May Day, though lacking the prestige of STETHS in cricket and other schoolboy sports, feature Jamaica youth players Reon Edwards and Nashane Meade. Both have created quite a stir this season, in particular, and give Davis plenty of hope.
“I believe we have the best pair of opening pace bowlers in schoolboy cricket in Jamaica,” he said of the two.
Though untested at this stage of the competition, May Day possess immense coaching experience in Simpson who has had urban area Grace Shield success with Eltham High.
On the eve of the encounter, STETHS, the undoubted bigwigs in this battle of David versus Goliath, have expressed they will not take their opponents lightly.
Their Head Coach Clive Ledgister, who remarkably has failed to win only two Headley Cup titles since he took charge of STETHS in 2007, said as much.
“Complacency is one of things in the back of our heads and it’s something I have been stressing to the boys.

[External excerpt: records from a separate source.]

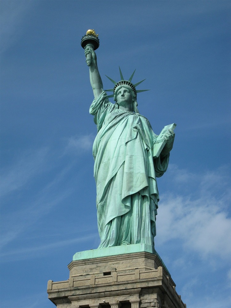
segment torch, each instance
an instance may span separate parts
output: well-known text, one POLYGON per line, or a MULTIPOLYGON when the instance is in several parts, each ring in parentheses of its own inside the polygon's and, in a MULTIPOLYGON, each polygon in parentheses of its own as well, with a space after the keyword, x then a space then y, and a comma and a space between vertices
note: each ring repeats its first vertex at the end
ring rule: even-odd
MULTIPOLYGON (((86 47, 91 47, 95 50, 99 46, 99 40, 98 38, 99 34, 96 34, 94 30, 88 30, 86 34, 81 39, 81 46, 84 49, 86 47)), ((91 54, 87 55, 86 62, 88 66, 90 66, 92 63, 91 54)))

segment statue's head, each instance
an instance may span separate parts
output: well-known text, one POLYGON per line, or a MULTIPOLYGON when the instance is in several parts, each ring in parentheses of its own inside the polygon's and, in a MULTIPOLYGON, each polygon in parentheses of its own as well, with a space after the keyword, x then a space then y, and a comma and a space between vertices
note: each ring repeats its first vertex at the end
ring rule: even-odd
POLYGON ((139 113, 139 112, 137 108, 137 106, 138 104, 137 103, 136 101, 136 93, 135 93, 132 88, 130 85, 128 84, 120 85, 118 86, 115 89, 114 94, 114 100, 116 102, 115 103, 116 107, 117 108, 119 108, 119 105, 117 102, 117 93, 119 92, 120 90, 123 88, 127 89, 129 91, 129 92, 131 93, 132 100, 133 111, 136 113, 139 113))
POLYGON ((120 88, 121 88, 122 87, 124 87, 126 89, 128 89, 129 91, 131 91, 131 93, 132 96, 132 99, 133 100, 133 111, 136 113, 139 113, 139 112, 138 111, 138 109, 137 109, 137 106, 138 104, 137 103, 137 101, 136 101, 136 93, 138 92, 142 92, 144 91, 148 91, 148 90, 137 90, 136 87, 137 86, 138 86, 138 84, 140 84, 141 83, 141 82, 142 82, 144 80, 145 80, 145 79, 144 79, 143 80, 142 80, 141 81, 139 81, 139 82, 137 82, 136 83, 133 84, 132 83, 131 81, 136 70, 135 70, 132 74, 131 77, 128 80, 125 80, 124 79, 120 68, 119 67, 119 68, 120 69, 120 77, 122 79, 120 81, 119 81, 118 82, 116 83, 116 81, 115 81, 115 80, 113 80, 113 79, 112 79, 109 77, 108 77, 108 76, 106 75, 106 77, 107 77, 107 78, 109 79, 115 85, 115 87, 112 89, 109 89, 107 90, 105 90, 105 91, 111 91, 111 92, 113 92, 113 94, 112 94, 111 95, 108 95, 108 97, 114 97, 114 100, 116 102, 115 105, 117 108, 118 108, 119 105, 117 103, 117 93, 118 91, 120 88))

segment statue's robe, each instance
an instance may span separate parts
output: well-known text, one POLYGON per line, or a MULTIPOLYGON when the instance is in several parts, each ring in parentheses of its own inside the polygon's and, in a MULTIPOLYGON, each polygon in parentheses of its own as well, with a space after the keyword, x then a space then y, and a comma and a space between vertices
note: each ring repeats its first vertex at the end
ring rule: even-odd
POLYGON ((157 137, 148 120, 124 111, 103 92, 90 109, 98 133, 93 145, 99 248, 154 245, 159 194, 156 177, 166 171, 169 154, 153 159, 157 137))

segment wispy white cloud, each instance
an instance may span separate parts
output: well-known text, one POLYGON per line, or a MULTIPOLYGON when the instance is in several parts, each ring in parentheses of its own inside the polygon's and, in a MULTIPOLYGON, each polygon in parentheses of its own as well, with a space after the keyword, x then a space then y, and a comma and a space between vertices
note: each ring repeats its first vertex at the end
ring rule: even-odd
POLYGON ((21 26, 33 5, 33 1, 1 2, 1 50, 7 50, 12 44, 20 39, 21 26))
POLYGON ((26 248, 11 250, 8 252, 1 253, 1 259, 2 261, 9 262, 13 258, 14 259, 15 256, 16 255, 18 260, 26 260, 38 256, 38 253, 41 257, 50 253, 51 250, 57 251, 59 249, 63 249, 66 246, 70 246, 73 244, 88 241, 92 242, 98 238, 98 232, 84 235, 78 234, 78 237, 74 238, 56 241, 45 245, 32 245, 26 248))
POLYGON ((25 185, 36 175, 42 171, 47 159, 48 149, 44 148, 29 150, 20 155, 10 166, 1 170, 1 196, 2 197, 25 185))

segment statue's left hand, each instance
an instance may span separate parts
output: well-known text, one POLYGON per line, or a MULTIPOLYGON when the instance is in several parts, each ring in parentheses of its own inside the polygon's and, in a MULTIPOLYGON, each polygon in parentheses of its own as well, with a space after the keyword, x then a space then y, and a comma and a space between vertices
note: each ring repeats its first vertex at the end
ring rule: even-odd
POLYGON ((164 136, 166 144, 161 151, 161 156, 166 156, 172 148, 175 137, 175 134, 173 131, 172 129, 168 129, 164 136))

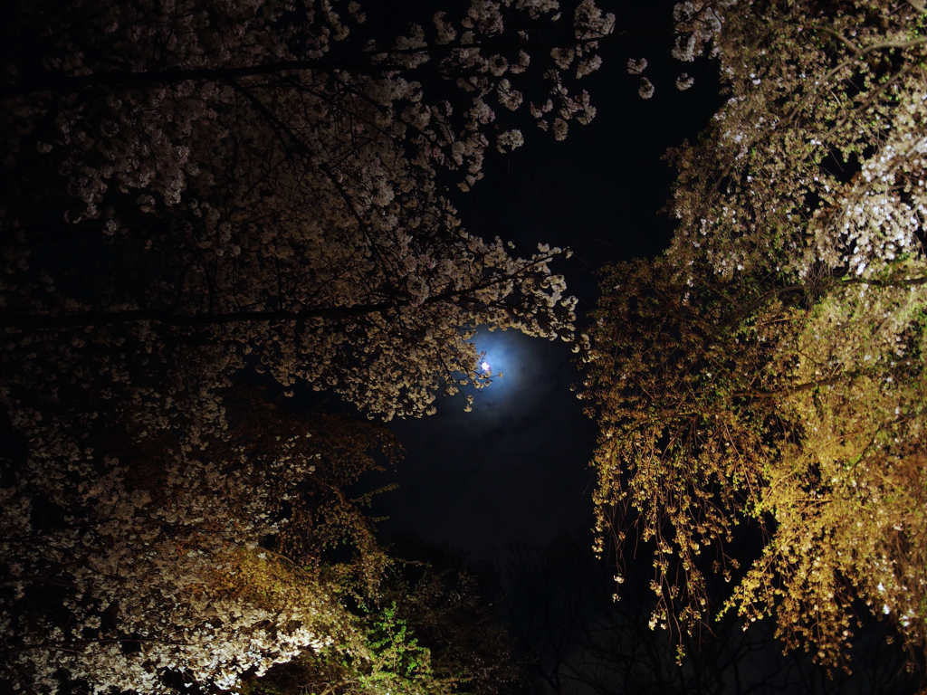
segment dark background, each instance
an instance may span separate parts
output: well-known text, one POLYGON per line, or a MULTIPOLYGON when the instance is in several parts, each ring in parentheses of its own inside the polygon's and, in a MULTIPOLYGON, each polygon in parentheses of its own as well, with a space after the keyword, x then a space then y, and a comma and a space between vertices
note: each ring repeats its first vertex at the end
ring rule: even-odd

The May Day team has been together for quite a while … and they’ve entered into a lot of community competitions and all of that, so they have been exposed,” the 12-time Headley Cup coaching winner said.
“I want to keep the guys focused, keep them positive and get this final out of the way. We need bat well, bowl well, and field well, and once we do that we shouldn’t have much to worry about,” Ledgister told the Observer.